Create a general-purpose branch node-DataWorks(DataWorks)-阿里云帮助中心

A branch node is a control flow node in Data Studio that defines branch logic and directs the execution of downstream nodes based on different conditions.

Usage notes

To use the branch node feature, you must purchase DataWorks Standard Edition or higher. For more information, see DataWorks edition comparison.
A branch node can have a maximum of 50 branches.
A branch node is typically used with an assignment node. For more information, see Assignment node.
If a branch condition is not met at runtime, the downstream nodes of that branch enter the dry run state. The runtime log displays a message similar to It's set condition-skip by task.

Create a branch node

Log on to the DataWorks console. In the target region, click Data Development and O&M > Data Development in the left-side navigation pane. Select a workspace from the drop-down list and click Go to Data Development.
Hover over the icon and choose Create Node > General > Branch Node.

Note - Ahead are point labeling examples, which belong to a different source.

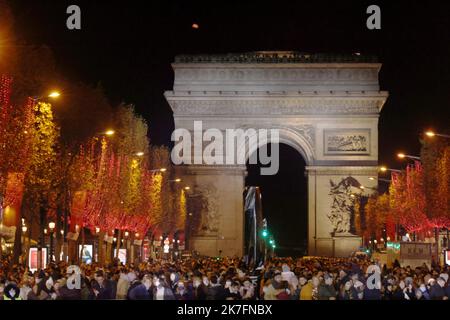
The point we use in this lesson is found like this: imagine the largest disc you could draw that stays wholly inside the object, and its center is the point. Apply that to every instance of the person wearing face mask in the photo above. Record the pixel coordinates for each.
(437, 291)
(347, 292)
(39, 291)
(11, 292)
(199, 289)
(232, 292)
(174, 278)
(183, 292)
(142, 291)
(326, 289)
(123, 284)
(161, 291)
(101, 287)
(247, 291)
(399, 291)
(306, 289)
(215, 290)
(274, 288)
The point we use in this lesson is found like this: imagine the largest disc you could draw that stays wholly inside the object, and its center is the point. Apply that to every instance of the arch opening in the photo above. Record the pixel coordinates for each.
(284, 199)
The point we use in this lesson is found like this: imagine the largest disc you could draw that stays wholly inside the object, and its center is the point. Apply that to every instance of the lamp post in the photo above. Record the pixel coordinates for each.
(385, 169)
(51, 226)
(407, 156)
(432, 134)
(24, 230)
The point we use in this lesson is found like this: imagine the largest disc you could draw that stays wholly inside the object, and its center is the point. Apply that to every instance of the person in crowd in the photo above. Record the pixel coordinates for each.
(216, 290)
(123, 284)
(101, 287)
(227, 278)
(162, 290)
(326, 289)
(142, 291)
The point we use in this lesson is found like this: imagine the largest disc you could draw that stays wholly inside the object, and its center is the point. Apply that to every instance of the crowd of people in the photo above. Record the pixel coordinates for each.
(207, 278)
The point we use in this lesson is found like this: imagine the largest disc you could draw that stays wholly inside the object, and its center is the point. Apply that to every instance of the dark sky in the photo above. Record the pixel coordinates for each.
(128, 47)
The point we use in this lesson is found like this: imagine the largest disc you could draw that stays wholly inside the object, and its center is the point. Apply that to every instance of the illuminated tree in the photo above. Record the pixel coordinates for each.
(40, 178)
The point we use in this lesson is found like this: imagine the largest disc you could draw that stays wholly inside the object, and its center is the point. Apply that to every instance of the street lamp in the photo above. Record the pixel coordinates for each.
(407, 156)
(54, 94)
(24, 230)
(385, 169)
(51, 226)
(432, 134)
(109, 132)
(158, 170)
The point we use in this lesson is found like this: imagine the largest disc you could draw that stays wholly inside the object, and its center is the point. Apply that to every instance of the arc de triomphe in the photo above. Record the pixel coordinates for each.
(326, 107)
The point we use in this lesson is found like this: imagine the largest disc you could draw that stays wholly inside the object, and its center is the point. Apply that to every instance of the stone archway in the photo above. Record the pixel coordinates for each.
(325, 107)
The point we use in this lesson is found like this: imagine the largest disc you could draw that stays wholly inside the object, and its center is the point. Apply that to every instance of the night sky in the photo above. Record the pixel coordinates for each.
(128, 46)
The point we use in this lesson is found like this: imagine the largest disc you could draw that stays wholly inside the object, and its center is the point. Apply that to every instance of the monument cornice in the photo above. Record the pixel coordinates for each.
(205, 169)
(339, 170)
(217, 106)
(275, 57)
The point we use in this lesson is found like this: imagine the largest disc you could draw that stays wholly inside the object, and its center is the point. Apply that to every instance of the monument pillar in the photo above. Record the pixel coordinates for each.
(215, 204)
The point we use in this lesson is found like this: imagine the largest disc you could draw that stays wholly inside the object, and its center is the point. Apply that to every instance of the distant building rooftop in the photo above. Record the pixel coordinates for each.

Alternatively, you can open the target workflow, right-click a blank area, and choose Create Node > General > Branch Node.
In the Create Node dialog box, enter a node name and select a path.
Click Confirm.

Define the branch logic.

On the Definition page, click Add Branch.

In the Branch Definition dialog box, configure the parameters.

Parameter	Description
Condition	The condition that determines whether this branch runs. Note the following rules: You can only use Python comparison operators to define the logical condition. If the expression evaluates to true at runtime, the corresponding branch condition is met. If an error occurs while parsing the expression at runtime, the entire branch node fails. You can use global variables and parameters defined in the node context in branch conditions. For example, ${input} can be an input parameter defined on the branch node.
Associated Node Output	The output that downstream nodes reference to establish dependencies: Downstream nodes reference this output to declare dependencies. When a branch condition is met, downstream nodes that depend on the associated output run, provided their other upstream dependencies are also met. If a branch condition is not met, the downstream nodes that depend on the corresponding output do not run. DataWorks sets these nodes to the `Not run because the branch condition is not met` state.
Description	Enter a brief description of the branch. For example, you can define two branches with the conditions ${input}==1 and ${input}>2.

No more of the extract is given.